When building samples in the directory /usr/local/cuda/extras/CUPTI/samples/autorange_profiling, I included -Xcompiler -fsanitize=address in NVCCFLAGS. This was done so that I could detect any memory leaks during profiling.

However, after building, I encountered an error when attempting to execute auto_range_profiling.

==3113510==You are trying to dlopen a libnvperf_host.so shared library with RTLD_DEEPBIND flag which is incompatibe with sanitizer runtime (see https://github.com/google/sanitizers/issues/611 for details). If you want to run libnvperf_host.so library under sanitizers please remove RTLD_DEEPBIND from dlopen flags.

To address this issue, I have implemented a workaround by incorporating a dlopen hooker that can modify the RTLD_DEEPBIND flag.

#include <dlfcn.h>
#include <stdio.h>

typedef void* (*orig_dlopen_func_type)(const char*, int);
void* dlopen(const char* filename, int flags) {
  void* result;
  orig_dlopen_func_type original_dlopen;
  original_dlopen = (orig_dlopen_func_type)dlsym(((void*)-1l), "dlopen");
  if (flags & RTLD_DEEPBIND) {
    printf("Intercepted dlopen(%s, %d)\n", filename, flags);
    flags &= ~RTLD_DEEPBIND;
    printf("Adjusted flags to %d\n", flags);
  }
  result = (*original_dlopen)(filename, flags);
  return result;
}

To build the file, use the following command: gcc -shared -o dlopen_intercept.so hook_dlopen.c.

Next, run the program with the command sudo ASAN_OPTIONS=verify_asan_link_order=0 LD_PRELOAD=/media/nvme/xuzhi/cts/dlopen_intercept.so:/lib/aarch64-linux-gnu/libasan.so.5 ./auto_range_profiling. This should properly execute the binary.

According to the ASAN report, there appears to be a memory leak issue as follow.

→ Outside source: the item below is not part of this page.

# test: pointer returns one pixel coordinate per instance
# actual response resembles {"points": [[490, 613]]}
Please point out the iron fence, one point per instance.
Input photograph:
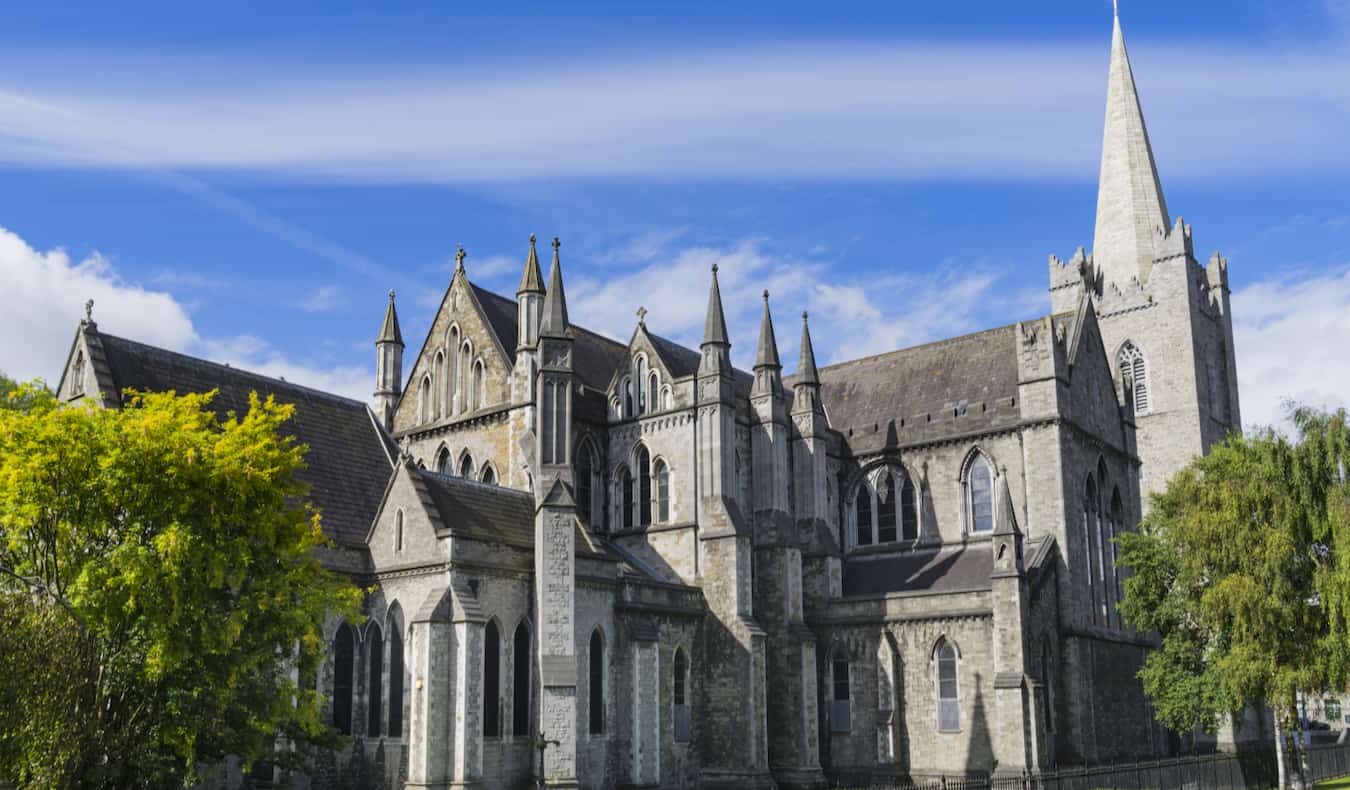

Usage: ./auto_range_profiling [device_num] [metric_names comma separated]
CUDA Device Number: 0
Compute Capability of Device: 8.7
Intercepted dlopen(libnvperf_host.so, 266)
Adjusted flags to 258
Launching kernel: blocks 64, thread/block 256

Range Name                              Metric Name                                                                                         Metric Value
----------------------------------------------------------------------------------------------------------------------------------------------------------------
0                                       smsp__warps_launched.avg                                                                            8
1                                       smsp__warps_launched.avg                                                                            8

=================================================================
==3115379==ERROR: LeakSanitizer: detected memory leaks

Direct leak of 685058 byte(s) in 610 object(s) allocated from:
    #0 0xffff84482540 in __interceptor_malloc ../../../../src/libsanitizer/asan/asan_malloc_linux.cc:144
    #1 0xffff8181b7d8  (/usr/local/cuda/targets/aarch64-linux/lib/libnvperf_host.so+0x1417d8)
    #2 0xffff80db5e0c in __libc_start_main ../csu/libc-start.c:308
    #3 0xaaaac240da5c  (/media/nvme/xuzhi/workspace/tune_space/cupti_samples/autorange_profiling/auto_range_profiling+0xda5c)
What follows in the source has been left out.